The record demonstrates, contrary to the Union's assertion, that the grievant does not have the qualifications necessary for the position. It is true that she meets the minimum qualifications as pointed out by the County. However, based on her work record, the oral exam interview results, job-related education and experience, the opinion of a staff member who worked with both candidates, and her prior disciplinary record, the arbitrator finds that the County acted properly in deciding that the grievant does not possess the necessary qualifications to perform the job. In reaching this conclusion, the arbitrator rejects the Union's assertion that it was improper for the County to consider her past disciplinary record and opinions of other County employes who had worked with the grievant. Arbitrators have long held that consideration of disciplinary records is appropriate in the context of assessing ability. Nor did the Union point out any contractual or other prohibition against getting input from employes who had worked with the candidates.
The County argues that it acted in good faith and in accordance with the agreement when it appointed someone other than the grievant to the disputed position herein. The arbitrator agrees. Where, as here, the agreement reserves to management the right to make selections for promotion on the basis of ability, at least in part, and management develops criteria reasonably related to the job; applies those criteria to the demonstrated qualifications of the bidders through fair and even-handed procedures, relying upon objective evidence wherever possible; and selects the bidder based upon qualifications necessary to perform the job, an arbitrator ordinarily will not "second guess" such a determination. The Union has offered no persuasive evidence or argument to overturn the County's decision. Since there were no "qualified" internal applicants, the County acted properly in going outside the bargaining unit to fill the position.

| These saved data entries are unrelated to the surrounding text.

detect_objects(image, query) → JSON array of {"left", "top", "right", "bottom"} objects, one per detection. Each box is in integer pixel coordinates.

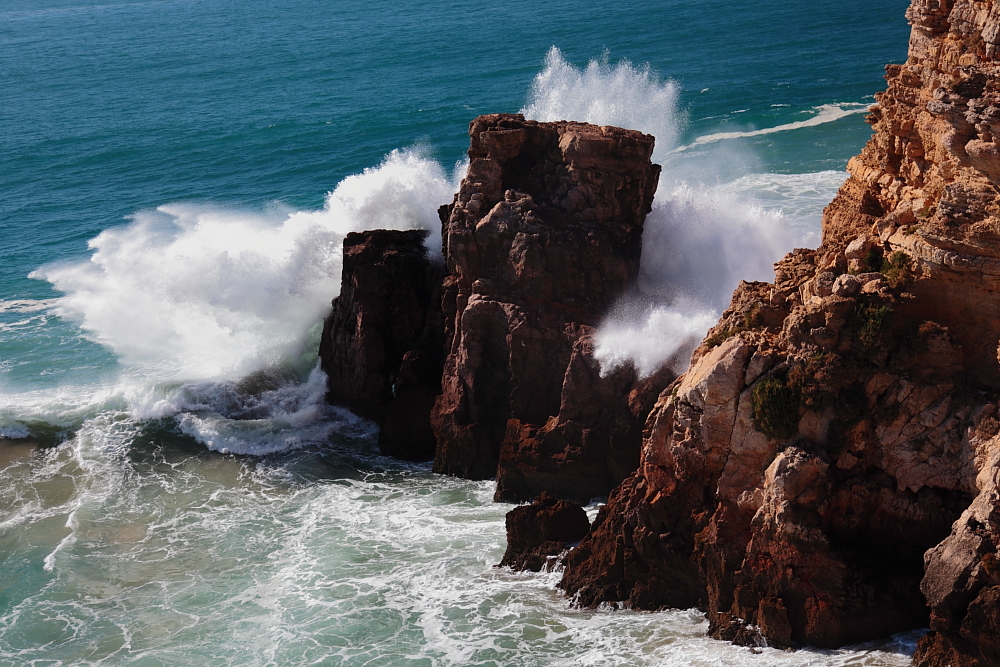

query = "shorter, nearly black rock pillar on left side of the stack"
[{"left": 320, "top": 230, "right": 444, "bottom": 461}]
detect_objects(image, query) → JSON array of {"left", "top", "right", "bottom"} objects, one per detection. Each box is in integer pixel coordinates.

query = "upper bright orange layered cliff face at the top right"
[{"left": 821, "top": 0, "right": 1000, "bottom": 386}]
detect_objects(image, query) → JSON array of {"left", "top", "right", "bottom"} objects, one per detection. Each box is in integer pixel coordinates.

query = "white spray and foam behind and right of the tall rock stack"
[{"left": 522, "top": 47, "right": 844, "bottom": 374}]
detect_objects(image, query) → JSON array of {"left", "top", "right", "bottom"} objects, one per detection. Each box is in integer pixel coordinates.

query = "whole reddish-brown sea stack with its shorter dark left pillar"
[{"left": 320, "top": 114, "right": 674, "bottom": 502}]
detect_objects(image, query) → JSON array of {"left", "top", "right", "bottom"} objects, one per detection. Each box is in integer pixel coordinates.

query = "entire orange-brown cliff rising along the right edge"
[{"left": 562, "top": 0, "right": 1000, "bottom": 656}]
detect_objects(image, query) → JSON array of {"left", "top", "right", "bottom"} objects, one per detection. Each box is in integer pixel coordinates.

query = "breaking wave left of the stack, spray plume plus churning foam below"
[{"left": 10, "top": 149, "right": 457, "bottom": 455}]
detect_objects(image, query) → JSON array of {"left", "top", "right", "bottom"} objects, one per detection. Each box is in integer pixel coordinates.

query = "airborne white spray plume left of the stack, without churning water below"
[{"left": 31, "top": 150, "right": 455, "bottom": 380}]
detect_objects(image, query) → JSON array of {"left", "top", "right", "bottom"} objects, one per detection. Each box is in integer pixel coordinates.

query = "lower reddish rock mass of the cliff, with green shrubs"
[{"left": 561, "top": 272, "right": 978, "bottom": 647}]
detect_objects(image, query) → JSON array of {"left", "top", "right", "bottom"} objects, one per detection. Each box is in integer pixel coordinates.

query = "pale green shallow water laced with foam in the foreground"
[{"left": 0, "top": 434, "right": 915, "bottom": 665}]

Based on all of the above, the arbitrator finds that the answer to the stipulated issue is NO, the County did not violate the collective bargaining agreement when it failed to select the grievant for the Clerk I position in the Clerk of Court's Office, and it is my
That Carla Groom's grievance dated July 10, 1995, is hereby denied and the matter is dismissed.
Dated at Madison, Wisconsin, this 9th day of August, 1996.
By Dennis P. McGilligan /s/
Dennis P. McGilligan, Arbitrator
1. John Deere Tractor Co., 5 LA 632, 632 (Updegraff, 1946).